Finding the Oldest Mayan Calendar? Thoughts by Carl Johan Calleman
by Carl Johan Calleman, IMU Professor
So many persons have sent me questions about the latest news that the “oldest Mayan Calendar has been found” that that I feel a comment is in its place:
Has the world’s oldest Mayan calendar been found?
In my view this report is typical of how the media today are working. First, for several years the big media like Hollywood and History Channel are generating the idea that so called end of the Mayan calendar means the end of the world. This is what has shaped the ideas among people in general and a stupid discussion on this topic has been brought to the Internet. After having successfully accomplished this disinformation the media instead take the opposite role and pretend to be the rational and wise debunkers of this idea, while it was the same “media world” that had generated the idea in the first place. In this way they are able to keep the discussion centered on the question whether the world is coming to an end when the calendar does.
Serious students of the Mayan calendar of course know that it has nothing to do with the end of the world. This is just an idea that the big media have created to prevent people from learning about the calendar’s true meaning and social and political implications. It seems that in the mind of those having written this press release the Mayan calendar means nothing if it does not mean the end of the world:
Is this then such a dramatic finding as the release seems to indicate?
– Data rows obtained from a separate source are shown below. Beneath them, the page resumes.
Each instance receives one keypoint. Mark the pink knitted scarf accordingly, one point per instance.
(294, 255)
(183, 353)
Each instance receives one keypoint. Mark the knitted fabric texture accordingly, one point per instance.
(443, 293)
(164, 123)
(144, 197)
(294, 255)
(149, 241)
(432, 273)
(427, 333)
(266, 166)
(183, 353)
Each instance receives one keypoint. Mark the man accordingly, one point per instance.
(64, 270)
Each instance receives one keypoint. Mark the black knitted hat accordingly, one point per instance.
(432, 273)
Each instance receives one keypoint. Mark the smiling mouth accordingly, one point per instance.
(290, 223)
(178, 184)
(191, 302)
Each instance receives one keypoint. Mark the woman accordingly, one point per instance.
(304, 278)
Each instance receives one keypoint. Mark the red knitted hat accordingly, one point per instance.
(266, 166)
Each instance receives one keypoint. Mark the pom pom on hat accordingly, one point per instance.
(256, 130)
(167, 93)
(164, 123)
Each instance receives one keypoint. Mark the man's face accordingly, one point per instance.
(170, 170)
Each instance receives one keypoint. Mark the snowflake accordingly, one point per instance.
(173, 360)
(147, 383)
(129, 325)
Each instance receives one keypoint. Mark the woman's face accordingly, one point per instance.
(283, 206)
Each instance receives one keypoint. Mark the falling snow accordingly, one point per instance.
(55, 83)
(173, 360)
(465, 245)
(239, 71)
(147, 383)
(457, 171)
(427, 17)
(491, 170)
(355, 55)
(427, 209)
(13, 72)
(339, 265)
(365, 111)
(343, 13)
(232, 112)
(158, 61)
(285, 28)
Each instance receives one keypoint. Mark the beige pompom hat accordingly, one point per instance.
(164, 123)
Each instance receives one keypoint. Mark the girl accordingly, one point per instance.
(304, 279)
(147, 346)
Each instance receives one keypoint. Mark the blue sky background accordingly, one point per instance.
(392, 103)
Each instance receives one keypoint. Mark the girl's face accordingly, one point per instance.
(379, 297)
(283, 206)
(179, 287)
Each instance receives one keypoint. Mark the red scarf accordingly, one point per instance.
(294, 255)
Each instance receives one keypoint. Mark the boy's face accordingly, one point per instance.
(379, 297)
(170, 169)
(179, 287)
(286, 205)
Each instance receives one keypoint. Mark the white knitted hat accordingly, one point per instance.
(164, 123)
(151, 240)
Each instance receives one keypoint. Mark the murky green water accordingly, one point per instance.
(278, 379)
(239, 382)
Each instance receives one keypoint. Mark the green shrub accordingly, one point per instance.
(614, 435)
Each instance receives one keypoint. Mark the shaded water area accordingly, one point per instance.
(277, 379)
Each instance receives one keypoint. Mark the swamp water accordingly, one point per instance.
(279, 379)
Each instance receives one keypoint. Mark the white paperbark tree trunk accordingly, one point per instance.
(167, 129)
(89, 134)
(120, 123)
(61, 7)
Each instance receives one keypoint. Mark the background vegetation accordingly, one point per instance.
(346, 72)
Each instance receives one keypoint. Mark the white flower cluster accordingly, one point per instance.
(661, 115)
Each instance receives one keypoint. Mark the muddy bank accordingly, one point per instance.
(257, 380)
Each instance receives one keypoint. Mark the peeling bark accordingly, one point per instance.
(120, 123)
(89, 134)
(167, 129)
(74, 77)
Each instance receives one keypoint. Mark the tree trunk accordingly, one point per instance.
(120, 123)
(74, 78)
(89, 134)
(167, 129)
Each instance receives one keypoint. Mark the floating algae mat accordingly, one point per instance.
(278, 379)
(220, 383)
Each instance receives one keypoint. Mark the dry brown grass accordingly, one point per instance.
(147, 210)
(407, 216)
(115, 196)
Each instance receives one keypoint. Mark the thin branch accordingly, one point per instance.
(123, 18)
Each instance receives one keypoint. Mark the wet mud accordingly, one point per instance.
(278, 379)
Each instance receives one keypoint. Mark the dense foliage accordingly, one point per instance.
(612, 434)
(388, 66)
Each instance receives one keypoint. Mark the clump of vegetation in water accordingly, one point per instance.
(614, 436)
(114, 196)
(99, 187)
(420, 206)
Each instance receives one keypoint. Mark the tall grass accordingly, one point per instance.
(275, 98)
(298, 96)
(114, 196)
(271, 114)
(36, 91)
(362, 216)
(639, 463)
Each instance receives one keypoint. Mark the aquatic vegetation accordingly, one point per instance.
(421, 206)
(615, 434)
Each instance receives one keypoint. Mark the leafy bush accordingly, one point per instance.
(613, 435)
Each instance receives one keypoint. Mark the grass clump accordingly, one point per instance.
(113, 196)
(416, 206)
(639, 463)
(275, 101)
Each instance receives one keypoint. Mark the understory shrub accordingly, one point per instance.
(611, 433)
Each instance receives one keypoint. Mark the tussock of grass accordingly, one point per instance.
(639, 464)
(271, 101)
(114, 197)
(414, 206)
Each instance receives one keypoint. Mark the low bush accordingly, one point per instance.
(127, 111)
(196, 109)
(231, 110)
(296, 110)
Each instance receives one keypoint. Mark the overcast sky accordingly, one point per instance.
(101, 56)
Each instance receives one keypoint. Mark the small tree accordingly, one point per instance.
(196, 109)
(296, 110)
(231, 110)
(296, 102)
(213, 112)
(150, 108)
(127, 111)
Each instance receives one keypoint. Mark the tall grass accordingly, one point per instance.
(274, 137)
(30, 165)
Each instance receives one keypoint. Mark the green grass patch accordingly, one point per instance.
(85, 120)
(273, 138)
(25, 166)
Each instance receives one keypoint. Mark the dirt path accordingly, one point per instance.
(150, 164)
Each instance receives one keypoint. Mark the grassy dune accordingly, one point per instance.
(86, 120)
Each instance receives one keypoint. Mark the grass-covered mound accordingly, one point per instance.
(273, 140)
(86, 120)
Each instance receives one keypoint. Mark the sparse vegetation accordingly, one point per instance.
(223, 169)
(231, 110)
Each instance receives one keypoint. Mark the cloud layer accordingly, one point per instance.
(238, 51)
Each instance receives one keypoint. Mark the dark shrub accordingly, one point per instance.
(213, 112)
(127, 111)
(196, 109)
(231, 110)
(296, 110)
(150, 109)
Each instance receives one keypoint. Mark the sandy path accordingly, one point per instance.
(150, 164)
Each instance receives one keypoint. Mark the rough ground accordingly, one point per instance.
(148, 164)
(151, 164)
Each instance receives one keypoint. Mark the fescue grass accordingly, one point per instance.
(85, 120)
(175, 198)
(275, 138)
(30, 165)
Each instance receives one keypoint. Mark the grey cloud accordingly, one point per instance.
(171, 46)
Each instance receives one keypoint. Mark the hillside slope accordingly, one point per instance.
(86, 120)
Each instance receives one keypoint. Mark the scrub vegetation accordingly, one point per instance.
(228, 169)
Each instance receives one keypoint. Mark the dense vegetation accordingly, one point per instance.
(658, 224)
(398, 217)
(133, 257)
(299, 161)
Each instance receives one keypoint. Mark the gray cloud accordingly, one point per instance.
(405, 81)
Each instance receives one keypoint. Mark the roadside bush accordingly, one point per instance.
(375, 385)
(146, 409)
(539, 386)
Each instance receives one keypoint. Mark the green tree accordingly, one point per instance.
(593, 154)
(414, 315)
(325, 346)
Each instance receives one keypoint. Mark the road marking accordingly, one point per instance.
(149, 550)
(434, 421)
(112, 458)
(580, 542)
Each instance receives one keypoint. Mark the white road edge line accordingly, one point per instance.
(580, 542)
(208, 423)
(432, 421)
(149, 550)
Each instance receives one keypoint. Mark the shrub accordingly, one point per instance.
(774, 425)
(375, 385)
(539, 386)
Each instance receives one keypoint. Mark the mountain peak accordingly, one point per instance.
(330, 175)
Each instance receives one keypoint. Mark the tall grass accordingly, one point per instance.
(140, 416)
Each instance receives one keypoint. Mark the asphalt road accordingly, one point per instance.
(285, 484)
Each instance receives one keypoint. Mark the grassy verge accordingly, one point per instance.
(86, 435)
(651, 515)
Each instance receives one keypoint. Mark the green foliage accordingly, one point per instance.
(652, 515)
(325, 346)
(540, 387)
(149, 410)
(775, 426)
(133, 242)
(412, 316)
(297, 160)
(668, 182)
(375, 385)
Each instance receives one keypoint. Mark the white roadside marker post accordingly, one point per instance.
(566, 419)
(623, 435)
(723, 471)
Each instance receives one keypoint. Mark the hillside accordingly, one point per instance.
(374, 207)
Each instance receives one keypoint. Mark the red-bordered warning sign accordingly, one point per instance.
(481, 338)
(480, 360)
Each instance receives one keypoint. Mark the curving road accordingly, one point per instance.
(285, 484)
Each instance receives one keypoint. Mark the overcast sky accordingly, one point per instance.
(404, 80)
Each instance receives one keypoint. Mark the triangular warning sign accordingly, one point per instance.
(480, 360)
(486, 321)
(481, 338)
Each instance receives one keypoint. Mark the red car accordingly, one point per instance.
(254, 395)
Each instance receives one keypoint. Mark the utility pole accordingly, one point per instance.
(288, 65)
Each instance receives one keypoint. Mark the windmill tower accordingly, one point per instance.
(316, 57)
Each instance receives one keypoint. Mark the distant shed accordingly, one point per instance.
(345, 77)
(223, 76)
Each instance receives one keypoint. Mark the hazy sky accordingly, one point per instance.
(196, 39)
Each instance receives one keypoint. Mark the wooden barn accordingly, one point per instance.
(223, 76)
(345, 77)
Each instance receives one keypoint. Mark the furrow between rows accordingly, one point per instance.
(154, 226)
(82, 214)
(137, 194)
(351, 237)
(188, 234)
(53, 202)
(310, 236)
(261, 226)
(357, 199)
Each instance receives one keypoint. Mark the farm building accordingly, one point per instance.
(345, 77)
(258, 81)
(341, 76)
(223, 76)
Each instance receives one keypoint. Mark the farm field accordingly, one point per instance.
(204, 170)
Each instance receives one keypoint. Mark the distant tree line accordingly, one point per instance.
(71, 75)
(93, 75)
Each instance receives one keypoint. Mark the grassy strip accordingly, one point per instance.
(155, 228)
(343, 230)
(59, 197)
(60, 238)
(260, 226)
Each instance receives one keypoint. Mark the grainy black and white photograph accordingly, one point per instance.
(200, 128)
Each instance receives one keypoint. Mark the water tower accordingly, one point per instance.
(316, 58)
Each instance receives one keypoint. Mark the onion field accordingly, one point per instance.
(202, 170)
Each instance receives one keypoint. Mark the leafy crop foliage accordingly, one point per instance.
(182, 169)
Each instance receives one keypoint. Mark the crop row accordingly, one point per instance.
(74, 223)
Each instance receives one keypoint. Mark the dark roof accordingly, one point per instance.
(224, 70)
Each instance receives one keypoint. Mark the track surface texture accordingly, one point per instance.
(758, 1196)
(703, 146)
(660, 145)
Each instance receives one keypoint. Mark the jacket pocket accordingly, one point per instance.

Is this the oldest Mayan calendar in the world? Judging from the article’s abstract it is an interesting finding of a wall with astronomical tables from around AD 800 and it can with some truth be called the oldest Mayan astronomical table. Then the emphasis should be very strongly on the word table. Because everyone, the authors of this article included, knows that the calendar is much older than this and it is simply misleading sensationalism to make it sound that it is an old calendrical inscription. Most likely it was the people writing the press release that thought they should twist the news to make it sound juicy, since in terms of the Classical Mayan culture it is not an old inscription at all, but very late.
To give some perspective on this the oldest tzolkin inscription is from 550 BC and the oldest Long Count date is from 36 BC, or in other words about a thousand years earlier than this wall painting. In fact AD 800 is when the collapse of the Classical Mayan culture began and their calendar system from a metaphysical perspective started to deteriorate. So what is the big fuzz? Well, it seems to be a nice archeological finding, but from the perspective of those that look upon the Mayan calendar as a description of the evolution of consciousness it is of no consequence.